Wednesday, January 2, 2013

Full Spiral

 It is interesting how things come around again and again. Look at fashion, I'm now seeing the second round in my lifetime of the 1960's styles. Not quite the same, but very similar. This makes me think time and other things run in a spiral, not a circle. You are at a similar place, but not the exact same place, and never can be again.

 In my early adult life, I was very, very poor. I grew much of my food to be able to eat, had no car and lived in a small town where you pretty much had to drive to get anywhere. Moving to Austin changed both environment, and circumstances. Income went up slowly, then faster, but we spent it as fast as we made it. The ex used much of it to pay for his girlfriend, but I didn't find that out until much later. After I divorced him, I was back to the poverty of the early adult days, starting over at 39.

 I remarried, and S had a lot of debt, but we slogged our way through it and got it paid off. He's got an ok job with insurance and benefits, and they pay for college, so he's finished an associate degree and is looking at a bachelor's. The debt we racked up in the early days trying to survive is finally gone, and we are almost down to nothing but the house payment. Sounds good, right? Well, not so much.

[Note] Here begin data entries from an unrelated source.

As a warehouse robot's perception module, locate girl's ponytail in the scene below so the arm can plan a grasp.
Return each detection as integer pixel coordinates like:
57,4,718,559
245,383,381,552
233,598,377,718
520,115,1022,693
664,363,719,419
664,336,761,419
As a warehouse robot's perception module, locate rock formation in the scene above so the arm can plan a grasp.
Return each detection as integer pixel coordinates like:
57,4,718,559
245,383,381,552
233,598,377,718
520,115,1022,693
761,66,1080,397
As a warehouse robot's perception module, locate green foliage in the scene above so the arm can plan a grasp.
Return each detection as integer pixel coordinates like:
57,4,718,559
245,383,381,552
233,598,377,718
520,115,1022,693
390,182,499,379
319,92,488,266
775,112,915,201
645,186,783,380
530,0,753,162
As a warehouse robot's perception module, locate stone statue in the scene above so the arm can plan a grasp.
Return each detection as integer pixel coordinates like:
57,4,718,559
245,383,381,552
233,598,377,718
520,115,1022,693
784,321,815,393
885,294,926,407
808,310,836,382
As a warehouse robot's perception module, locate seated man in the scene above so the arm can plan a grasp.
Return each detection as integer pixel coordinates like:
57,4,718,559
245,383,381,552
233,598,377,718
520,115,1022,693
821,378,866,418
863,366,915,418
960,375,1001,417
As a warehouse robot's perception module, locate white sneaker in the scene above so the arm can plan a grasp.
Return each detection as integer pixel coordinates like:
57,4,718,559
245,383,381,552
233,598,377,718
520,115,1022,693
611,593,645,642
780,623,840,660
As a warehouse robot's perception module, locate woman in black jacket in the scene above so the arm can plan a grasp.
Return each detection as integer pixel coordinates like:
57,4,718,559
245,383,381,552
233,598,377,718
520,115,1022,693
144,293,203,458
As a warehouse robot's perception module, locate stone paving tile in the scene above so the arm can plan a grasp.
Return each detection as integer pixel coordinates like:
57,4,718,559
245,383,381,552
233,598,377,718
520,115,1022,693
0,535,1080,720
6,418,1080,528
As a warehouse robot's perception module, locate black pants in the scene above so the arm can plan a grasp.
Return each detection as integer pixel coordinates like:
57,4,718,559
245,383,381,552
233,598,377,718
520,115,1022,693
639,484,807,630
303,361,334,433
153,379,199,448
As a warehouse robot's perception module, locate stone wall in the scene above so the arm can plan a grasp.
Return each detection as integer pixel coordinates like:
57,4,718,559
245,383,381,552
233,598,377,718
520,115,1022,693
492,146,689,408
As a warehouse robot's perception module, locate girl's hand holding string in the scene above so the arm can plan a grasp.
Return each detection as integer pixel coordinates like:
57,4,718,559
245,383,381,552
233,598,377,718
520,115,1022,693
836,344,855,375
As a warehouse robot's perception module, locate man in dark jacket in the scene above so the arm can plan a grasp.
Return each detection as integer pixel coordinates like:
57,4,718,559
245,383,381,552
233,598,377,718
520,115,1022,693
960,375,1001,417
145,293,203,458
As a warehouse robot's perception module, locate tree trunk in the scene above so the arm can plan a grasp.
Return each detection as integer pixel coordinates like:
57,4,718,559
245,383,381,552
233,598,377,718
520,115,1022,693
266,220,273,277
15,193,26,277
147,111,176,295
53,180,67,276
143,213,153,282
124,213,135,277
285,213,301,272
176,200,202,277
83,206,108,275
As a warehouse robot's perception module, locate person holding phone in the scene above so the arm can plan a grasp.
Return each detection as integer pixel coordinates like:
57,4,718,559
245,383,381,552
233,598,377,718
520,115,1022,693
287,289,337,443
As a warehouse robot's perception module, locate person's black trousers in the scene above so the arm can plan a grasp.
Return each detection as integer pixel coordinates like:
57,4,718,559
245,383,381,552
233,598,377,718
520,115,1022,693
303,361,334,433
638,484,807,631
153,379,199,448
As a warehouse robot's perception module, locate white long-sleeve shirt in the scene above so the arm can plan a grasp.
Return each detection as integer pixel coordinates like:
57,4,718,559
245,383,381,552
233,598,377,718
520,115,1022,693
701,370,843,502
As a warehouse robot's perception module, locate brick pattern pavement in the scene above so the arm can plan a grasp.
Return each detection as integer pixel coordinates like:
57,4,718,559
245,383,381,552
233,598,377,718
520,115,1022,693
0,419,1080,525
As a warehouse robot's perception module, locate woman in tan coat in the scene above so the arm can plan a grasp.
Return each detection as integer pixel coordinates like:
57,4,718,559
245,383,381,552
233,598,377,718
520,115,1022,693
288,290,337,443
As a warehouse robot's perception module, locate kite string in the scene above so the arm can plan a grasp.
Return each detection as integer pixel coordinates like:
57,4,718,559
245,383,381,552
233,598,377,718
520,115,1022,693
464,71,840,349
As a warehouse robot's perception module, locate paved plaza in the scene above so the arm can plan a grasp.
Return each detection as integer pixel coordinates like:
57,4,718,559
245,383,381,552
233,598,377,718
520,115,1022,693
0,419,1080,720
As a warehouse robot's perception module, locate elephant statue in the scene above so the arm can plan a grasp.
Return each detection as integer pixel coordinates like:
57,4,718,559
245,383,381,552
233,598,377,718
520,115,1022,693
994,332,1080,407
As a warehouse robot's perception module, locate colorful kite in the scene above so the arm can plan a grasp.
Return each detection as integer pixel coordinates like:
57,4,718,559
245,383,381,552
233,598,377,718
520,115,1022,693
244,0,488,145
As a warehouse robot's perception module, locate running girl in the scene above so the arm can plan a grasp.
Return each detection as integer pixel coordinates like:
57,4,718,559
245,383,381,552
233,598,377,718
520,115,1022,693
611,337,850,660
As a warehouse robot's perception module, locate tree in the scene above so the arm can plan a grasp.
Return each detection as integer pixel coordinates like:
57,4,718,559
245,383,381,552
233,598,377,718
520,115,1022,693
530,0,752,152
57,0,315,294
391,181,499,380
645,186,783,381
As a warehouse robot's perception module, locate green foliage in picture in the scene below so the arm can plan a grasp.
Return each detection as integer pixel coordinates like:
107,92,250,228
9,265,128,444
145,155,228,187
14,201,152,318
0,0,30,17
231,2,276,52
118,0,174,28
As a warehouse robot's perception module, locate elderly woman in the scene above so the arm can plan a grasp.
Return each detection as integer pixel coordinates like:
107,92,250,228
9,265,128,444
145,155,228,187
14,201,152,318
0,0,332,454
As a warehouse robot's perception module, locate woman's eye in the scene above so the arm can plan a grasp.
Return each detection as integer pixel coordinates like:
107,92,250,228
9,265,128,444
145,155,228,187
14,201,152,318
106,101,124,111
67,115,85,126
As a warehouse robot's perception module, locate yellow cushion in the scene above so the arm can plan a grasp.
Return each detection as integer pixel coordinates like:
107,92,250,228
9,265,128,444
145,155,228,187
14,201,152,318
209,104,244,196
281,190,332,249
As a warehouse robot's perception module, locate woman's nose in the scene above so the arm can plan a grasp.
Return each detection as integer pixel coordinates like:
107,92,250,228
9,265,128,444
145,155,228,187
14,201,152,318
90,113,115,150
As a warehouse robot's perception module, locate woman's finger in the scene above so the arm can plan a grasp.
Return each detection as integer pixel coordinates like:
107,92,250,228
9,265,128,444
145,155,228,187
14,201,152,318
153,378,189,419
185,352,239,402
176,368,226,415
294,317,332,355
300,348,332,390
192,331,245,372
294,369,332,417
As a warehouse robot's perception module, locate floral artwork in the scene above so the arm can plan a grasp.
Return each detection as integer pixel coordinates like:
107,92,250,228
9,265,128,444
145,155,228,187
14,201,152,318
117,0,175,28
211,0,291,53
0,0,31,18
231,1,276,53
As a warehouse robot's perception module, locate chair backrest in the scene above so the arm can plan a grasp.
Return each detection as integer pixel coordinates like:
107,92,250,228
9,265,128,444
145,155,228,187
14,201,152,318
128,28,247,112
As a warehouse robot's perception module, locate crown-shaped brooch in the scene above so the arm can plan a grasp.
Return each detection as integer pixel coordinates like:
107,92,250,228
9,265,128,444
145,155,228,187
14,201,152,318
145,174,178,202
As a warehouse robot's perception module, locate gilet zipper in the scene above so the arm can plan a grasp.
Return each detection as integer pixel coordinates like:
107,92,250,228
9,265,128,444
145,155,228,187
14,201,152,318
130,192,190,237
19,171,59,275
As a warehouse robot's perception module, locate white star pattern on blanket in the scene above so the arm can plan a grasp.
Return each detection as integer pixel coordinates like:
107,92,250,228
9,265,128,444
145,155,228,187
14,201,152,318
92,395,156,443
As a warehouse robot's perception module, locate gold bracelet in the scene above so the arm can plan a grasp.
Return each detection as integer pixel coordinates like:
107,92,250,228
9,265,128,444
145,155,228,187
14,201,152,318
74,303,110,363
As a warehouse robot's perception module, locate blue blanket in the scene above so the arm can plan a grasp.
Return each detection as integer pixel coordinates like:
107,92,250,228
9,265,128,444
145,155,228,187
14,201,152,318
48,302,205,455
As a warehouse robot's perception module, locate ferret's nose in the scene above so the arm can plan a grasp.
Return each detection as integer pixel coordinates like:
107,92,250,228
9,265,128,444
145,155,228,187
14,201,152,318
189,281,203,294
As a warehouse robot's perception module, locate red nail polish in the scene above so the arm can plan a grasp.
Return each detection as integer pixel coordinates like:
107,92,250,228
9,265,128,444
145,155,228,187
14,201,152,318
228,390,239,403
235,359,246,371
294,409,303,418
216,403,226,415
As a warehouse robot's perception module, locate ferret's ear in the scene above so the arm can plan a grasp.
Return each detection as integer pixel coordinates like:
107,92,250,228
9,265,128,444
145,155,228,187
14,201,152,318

 Thanks to living in the most expensive city in the state, the taxes and insurance have now actually exceeded the house payment. The ex refi-ing the house twice didn't help things. So the house takes up nearly half of our income. Not giving it up however, there is no way we could buy another house in a similar neighborhood for what we owe on this one. And having the house also gives us income in the form of housemates if it comes to that.

 With the Great Recession heading back into full swing after a brief lull, more and more people are turning to the skills lost a couple of generations ago. I learned these skills in my youth, probably one of the last generation to do so, at my grandparents' knees. Being able to sew, crochet, cook and can/preserve/grow/raise my own food has always been a pretty constant source of income for me. With more people losing their jobs, taking pay cuts and bills and expenses continuing to go up, they are learning to do these things for themselves. Great for them, not so much for me.

 Food expenditure is one of the few reoccurring bills that you have much control over. So back to raising my own food. Not sure if we will raise chickens again, altho I do miss the eggs, I don't miss the hassle. Veggies tho, those we will be raising. We've got tomatoes already started, and peppers are next. With the drought heading into its third year, we have decided to grow in containers instead.

 Interesting how it has come around to this again. The world has gone from self sufficiency to total dependency, and is slowly creeping back to self sufficiency. And the more people become less dependant, the more the government is trying to tighten their grip. Self sufficient people scare them, and don't believe their lies like good little sheeple.